When to pick which stack:

The five anti-patterns that kill exports at scale.

Each one looks reasonable until row count crosses a threshold, then everything breaks at once. Worth a checklist before you ship.

Loading the full result set, then JSON.stringify

Works perfectly at 10k rows. OOMs your worker at 1M.

✓ Stream from a cursor. Memory should stay flat regardless of row count.

OFFSET 1000000 LIMIT 1000 pagination

Every page rescans all earlier rows. O(n²) total. Last page on a 10M-row table can take minutes.

✓ Keyset pagination: WHERE id > $lastId ORDER BY id LIMIT 1000. Constant time per page. Or just use a server-side cursor and skip pagination entirely.

Running the worker in the same process as the API

One concurrent export pegs the event loop for everyone else's requests. p99 latency goes nonlinear.

✓ Separate worker process(es). Horizontal scaling is then a matter of running more containers.

Returning the file body in the HTTP response

Load balancer timeouts, broken retries, exhausted egress, frontend that hangs for 12 minutes.

✓ Upload to S3 + return a presigned URL. User downloads directly from S3.
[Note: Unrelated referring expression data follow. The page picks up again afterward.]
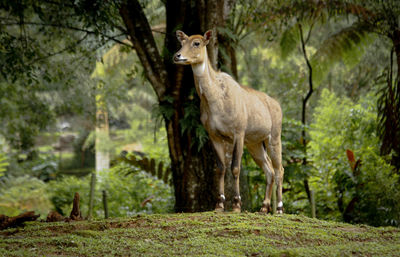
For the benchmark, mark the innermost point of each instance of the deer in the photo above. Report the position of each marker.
(235, 116)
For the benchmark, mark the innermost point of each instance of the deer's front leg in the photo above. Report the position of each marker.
(220, 152)
(236, 161)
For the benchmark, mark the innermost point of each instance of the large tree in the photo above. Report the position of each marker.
(192, 158)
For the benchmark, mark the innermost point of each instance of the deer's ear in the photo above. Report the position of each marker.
(207, 36)
(181, 36)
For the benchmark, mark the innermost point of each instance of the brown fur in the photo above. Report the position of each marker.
(234, 116)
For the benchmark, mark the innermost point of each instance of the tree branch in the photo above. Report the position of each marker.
(61, 51)
(143, 42)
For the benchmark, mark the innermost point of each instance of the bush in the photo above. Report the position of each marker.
(368, 194)
(25, 193)
(138, 192)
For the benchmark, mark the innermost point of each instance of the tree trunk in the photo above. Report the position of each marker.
(193, 164)
(389, 107)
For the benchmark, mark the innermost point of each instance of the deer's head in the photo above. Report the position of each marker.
(193, 49)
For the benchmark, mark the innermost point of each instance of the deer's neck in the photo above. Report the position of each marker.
(204, 77)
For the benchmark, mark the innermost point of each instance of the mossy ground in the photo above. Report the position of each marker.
(201, 234)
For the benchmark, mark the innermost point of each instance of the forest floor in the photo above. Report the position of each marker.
(201, 234)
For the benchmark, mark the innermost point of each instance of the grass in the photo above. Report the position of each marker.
(201, 234)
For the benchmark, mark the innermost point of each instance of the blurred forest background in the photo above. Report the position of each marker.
(88, 79)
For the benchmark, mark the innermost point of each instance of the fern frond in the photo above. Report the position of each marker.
(3, 164)
(347, 46)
No checkpointing, no idempotency

Worker crashes 80% of the way through. Job retries — restarts from row 1 with no record of progress, double-writes the partial file.

✓ Stable S3 key per job ID (overwrite on retry, idempotent). Persist progress to job state. For multi-hour exports, write checkpoints so you can resume from row N.

Why this is an operator-translation problem.

The capability layer is solved. Every cloud has S3-equivalent object storage, every language has streaming primitives, every queue library on Redis handles distributed work. The pieces are abundant.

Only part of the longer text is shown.